2/ Les trois lits de Platon

Ainsi donc, Platon écrit à l’époque où la skiagraphie a atteint son apogée. Pour Platon, le monde réel est une copie du monde intelligible. Donc les productions des artistes n’en sont jamais qu’une copie de copie, un monde sensible inutilement redoublé par l’œuvre du peintre. Pour comprendre cela, il faut lire République Livre X, de Platon.

Analyse du texte...

C’est pour très longtemps que Platon, par la bouche de Socrate jette la suspicion sur l’art de la Mimésis. Toute imitation est contrainte de choisir une perspective, un point de vue sur l’objet qu’elle souhaite imiter; ce faisant, elle ne peut montrer de l’objet qu’une des facettes (à moins comme dans le cubisme de vouloir représenter la simultanéité de plusieurs points de vue différents).

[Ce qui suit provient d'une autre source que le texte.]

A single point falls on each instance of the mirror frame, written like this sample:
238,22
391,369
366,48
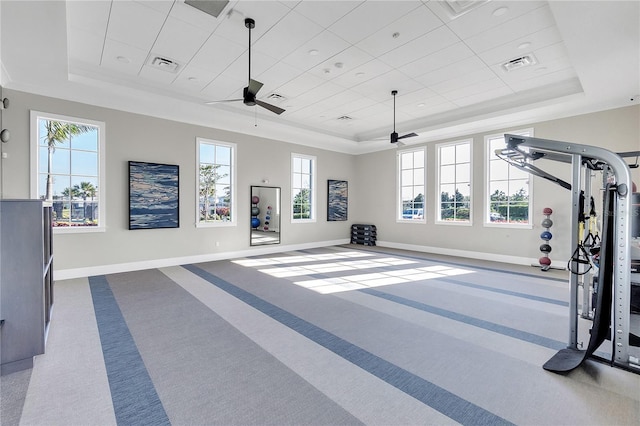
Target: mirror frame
275,221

De nos jours, on retrouve les mêmes critiques à l’égard de tout ce qui relève de la réalité virtuelle : les jeux vidéos seraient la copie de monde imaginaires. Or à vouloir y passer ses journées on perdrait tout contact avec la réalité. Donc les jeux vidéo sont dangereux. Comme le peintre chez Platon, il faudrait chasser le concepteur de mondes virtuels. Autre exemple : Second life...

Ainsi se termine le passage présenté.